Author: Dawn Anderson, PESC, CPMSM, Senior Consultant, VerityStream
The Center for Medicare and Medicaid Services (CMS) held their first annual National Provider Enrollment Workshop in Charleston, South Carolina September 6 and 7. Palmetto GBA hosted the conference where every Medicare Administrative Contractor (MAC) was present to assist attendees with any issues they were having with provider enrollment. This conference was well attended with 538 people registered to attend. (Editor’s Note: The following two individuals from Echo/Morrisey Client Success Services/Consulting attended this conference: Dawn Anderson, PESC, CPMSM who authored this article and Meghan Kurtz, CPCS)
The conference opened with a welcome from Zabeen Chong, Director of Provider Enrollment and Oversight Group for CMS and Charles Schalm, Deputy Director of Provider Enrollment and Oversight Group for CMS. Ms. Chong and Mr. Schalm discussed the conference format which included sessions on how enrollment works, Medicare policy updates, Medicaid enrollment, revalidation, improving the online enrollment systems, protecting the program from bad actors and enforcement actions.
Highlights of the conference include changes in how the MAC will communicate with providers, changes to the Program Integrity Manual, MACS not requesting certain documents, changes to the moratoria’s that are in place, CMS expanding its management of Medicaid enrollment, approval letters will now list all changed and updated information for change of information submitted, and PECOS improvements.
Details related to some of the information received during the conference:
“Communications regarding the processing of the CMS-855R shall be sent to the contact person listed. If multiple contact persons are listed, the MAC shall contact the first person listed on the application. If they are not available, the MAC shall contact the other person(s) listed, unless the individual practitioner indicates otherwise via any means.”

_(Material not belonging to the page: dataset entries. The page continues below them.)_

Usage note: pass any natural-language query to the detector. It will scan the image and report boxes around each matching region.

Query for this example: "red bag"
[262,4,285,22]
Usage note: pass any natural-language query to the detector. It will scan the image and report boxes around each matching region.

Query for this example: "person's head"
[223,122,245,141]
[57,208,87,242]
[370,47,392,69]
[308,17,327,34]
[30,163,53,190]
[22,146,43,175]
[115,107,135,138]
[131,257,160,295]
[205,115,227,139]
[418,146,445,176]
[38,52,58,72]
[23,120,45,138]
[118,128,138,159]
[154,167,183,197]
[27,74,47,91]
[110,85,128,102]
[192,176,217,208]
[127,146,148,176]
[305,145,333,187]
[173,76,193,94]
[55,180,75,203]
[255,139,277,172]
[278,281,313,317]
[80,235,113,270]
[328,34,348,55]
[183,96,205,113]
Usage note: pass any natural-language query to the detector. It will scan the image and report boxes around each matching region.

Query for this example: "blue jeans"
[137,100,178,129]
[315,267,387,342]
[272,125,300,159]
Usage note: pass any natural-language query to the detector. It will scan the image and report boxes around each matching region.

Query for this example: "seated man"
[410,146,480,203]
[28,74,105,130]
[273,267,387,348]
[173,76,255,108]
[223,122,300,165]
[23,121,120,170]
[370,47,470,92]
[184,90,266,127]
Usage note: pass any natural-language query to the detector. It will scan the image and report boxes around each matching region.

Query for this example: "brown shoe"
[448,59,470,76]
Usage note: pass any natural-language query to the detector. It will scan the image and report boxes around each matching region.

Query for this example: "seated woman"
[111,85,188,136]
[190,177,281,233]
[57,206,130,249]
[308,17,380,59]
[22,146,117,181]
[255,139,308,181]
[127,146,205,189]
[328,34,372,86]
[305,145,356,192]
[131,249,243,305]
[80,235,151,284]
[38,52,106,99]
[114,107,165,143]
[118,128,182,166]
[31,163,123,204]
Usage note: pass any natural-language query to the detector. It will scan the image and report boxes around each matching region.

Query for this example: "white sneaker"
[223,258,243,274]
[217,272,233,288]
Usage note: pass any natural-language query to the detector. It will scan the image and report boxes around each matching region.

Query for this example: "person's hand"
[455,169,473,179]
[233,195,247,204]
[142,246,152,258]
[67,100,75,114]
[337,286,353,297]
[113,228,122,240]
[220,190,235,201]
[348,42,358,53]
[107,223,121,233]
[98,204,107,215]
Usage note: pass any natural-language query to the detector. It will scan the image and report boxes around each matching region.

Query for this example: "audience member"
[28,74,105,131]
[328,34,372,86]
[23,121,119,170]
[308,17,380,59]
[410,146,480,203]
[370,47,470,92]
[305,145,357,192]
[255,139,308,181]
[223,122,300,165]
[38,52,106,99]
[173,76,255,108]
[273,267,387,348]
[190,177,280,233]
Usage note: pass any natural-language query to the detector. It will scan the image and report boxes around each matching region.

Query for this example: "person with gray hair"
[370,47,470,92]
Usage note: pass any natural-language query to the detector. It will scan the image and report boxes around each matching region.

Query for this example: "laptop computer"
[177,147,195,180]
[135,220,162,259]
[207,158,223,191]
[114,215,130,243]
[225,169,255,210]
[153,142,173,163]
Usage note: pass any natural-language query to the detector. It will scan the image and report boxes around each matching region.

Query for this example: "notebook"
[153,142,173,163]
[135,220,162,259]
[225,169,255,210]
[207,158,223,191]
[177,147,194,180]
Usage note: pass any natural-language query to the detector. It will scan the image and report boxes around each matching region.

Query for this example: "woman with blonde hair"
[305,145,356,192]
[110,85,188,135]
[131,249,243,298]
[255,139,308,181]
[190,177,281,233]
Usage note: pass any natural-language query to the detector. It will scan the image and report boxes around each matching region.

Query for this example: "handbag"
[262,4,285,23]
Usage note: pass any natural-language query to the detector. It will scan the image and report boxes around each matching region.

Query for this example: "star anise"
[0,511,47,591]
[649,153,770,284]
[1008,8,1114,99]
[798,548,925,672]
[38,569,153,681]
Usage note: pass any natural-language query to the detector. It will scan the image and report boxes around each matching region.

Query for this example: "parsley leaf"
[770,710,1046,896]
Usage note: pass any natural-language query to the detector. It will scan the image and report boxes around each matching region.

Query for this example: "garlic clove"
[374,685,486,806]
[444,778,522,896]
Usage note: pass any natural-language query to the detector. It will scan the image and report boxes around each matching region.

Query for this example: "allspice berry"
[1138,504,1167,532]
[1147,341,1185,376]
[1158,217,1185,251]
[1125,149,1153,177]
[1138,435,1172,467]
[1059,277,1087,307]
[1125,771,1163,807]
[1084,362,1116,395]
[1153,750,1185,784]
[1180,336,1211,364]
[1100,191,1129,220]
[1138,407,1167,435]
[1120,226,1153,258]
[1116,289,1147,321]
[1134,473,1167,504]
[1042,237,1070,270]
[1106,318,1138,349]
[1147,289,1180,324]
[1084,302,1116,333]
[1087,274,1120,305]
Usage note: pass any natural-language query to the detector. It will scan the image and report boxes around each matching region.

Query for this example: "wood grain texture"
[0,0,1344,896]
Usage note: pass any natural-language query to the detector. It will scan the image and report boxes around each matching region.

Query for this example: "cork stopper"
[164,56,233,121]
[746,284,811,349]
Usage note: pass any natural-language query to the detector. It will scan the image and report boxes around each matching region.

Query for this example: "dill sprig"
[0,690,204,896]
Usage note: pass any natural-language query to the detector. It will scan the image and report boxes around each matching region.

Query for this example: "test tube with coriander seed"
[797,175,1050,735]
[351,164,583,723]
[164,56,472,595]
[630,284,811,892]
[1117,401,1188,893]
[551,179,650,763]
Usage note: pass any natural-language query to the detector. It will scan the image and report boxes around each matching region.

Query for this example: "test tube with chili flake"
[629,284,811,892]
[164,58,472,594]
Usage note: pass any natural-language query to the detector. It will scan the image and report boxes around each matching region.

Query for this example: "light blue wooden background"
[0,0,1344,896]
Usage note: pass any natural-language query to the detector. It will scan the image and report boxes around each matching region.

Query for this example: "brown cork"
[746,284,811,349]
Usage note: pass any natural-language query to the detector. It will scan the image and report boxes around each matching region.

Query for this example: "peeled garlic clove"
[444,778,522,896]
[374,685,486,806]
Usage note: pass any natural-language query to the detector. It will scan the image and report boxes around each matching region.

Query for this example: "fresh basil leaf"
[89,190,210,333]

Any contact listed on enrollment record may request a copy of approval and revalidation letters.
MACs should not call to speak directly to providers reporting a change in specialty
Program Integrity Manual Revamp – Target Completion: Early 2018
CMS expanding its management of Medicaid enrollment, to lessen the burden on the states. States can screen Medicaid providers using Medicare enrollment data. This providers more consistency among states with clearer sub-regulatory guidance. Each states has a CMS point-of-contact.
Medicaid Provider Enrollment Compendium (MPEC) was created. This is similar to the Medicare Program Integrity Manual and is intended to function the same way to provide guidance to the state and to the providers. MPEC was updated in June of 2017.
Some of the State Medicaid Agencies (SMAs) participate in data compare services that leverage Medicare screening data to comply with ACA requirements. CMS works with these SMAs to identify dually enrolled providers who have already screened in Medicare to assist them in completing their revalidation and screening requirements with the state.
CMS has been conducting State Visits to try to build relationships with the State Medicaid Agencies, streamline processes, and review MPEC guidance, brainstorm opportunities and tackle challenges and barriers. Participation for the states is voluntary.
Some of the States that have been identified as having best practices when utilizing data compare and working with Medicare are as follows.
Oregon’s use of CMS Data Compare Service enables Oregon to leverage Medicare screening complete state revalidation for 90% of their providers.
Connecticut Automated checks of the Death Master File by building it into their online application thereby identifying inaccurate data in real time and preventing application submission.
Indiana is able to process enrollments within 15 days or less by leveraging the Medicare data.
Wisconsin established a 24 hour auto-enrollment process by utilizing the Medicare data. Virginia established a 100% online enrollment process.
Alabama compares ownership data against Medicare data in PECOS to identify potentially outdated or fraudulent data and returns the application if there are mismatches.
These are just some examples of how the relationship between Medicare and Medicaid continue to improve to benefit the providers.
Approval letters will now list all changed and updated information for change of information submitted.
Attendees were told that CMS intends to hold these conferences annually. My assessment: this is a conference that is interactive and informative. It offers an opportunity to face time with your MAC and presents a chance for complex enrollment issues to be resolved.